I am grateful for the valuable assistance provided to me in this investigation by Counsel Assisting Rachel Ellyard and Solicitor Katrina Sonneveld.
I convey my sincerest sympathy to Max’s family.
Pursuant to section 73(1) of the Act, I order that this finding be published on the Coroners Court of Victoria website in accordance with the rules.
Pursuant to section 49(2) of the Act, I direct the Registrar of births, Deaths and Marriages to amend the cause of death to the following ‘1(a) Cardiorespiratory arrest of unknown aetiology complicating hypoxic ischaemic encephalopathy in the setting of anaphylaxis.’
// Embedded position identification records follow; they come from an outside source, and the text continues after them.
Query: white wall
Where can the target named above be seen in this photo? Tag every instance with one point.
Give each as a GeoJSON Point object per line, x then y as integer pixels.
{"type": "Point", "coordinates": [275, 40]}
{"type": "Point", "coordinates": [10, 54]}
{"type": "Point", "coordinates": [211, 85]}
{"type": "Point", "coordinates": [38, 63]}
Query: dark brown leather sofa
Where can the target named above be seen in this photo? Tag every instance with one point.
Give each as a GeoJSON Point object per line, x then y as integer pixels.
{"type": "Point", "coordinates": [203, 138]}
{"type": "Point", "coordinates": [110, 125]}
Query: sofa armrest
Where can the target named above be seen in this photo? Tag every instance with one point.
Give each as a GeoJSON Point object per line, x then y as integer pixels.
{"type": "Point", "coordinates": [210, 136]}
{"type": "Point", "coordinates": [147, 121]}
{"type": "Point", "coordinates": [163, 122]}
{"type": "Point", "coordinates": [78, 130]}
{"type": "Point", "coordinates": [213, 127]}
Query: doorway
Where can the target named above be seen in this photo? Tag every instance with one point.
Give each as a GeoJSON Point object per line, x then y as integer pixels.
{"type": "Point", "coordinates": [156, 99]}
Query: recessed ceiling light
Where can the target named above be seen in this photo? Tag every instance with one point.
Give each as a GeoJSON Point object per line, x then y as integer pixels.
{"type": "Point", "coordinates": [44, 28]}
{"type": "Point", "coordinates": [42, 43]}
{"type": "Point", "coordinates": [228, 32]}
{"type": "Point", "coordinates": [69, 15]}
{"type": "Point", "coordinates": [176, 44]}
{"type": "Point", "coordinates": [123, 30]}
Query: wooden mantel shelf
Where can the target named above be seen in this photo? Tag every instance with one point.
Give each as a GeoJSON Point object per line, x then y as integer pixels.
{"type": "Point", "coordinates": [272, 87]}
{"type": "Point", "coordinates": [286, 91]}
I direct that a copy of this finding be provided to the following: Dr Ben McKenzie and Tamara McKenzie, c/o Maurice Blackburn Eastern Health, c/o Lander & Rogers Ambulance Victoria, c/o Meridian Lawyers Safer Care Victoria Royal Children’s Hospital Senior Constable Patrick Wall, Coronial Investigator Signature: ______________________________________ Coroner David Ryan Date:06 February 2026 NOTE: Under section 83 of the Coroners Act 2008 ('the Act'), a person with sufficient interest in an investigation may appeal to the Trial Division of the Supreme Court against the findings of a coroner in respect of a death after an inquest. An appeal must be made within 6 months after the day on which the determination is made, unless the Supreme Court grants leave to appeal out of time under section 86 of the Act.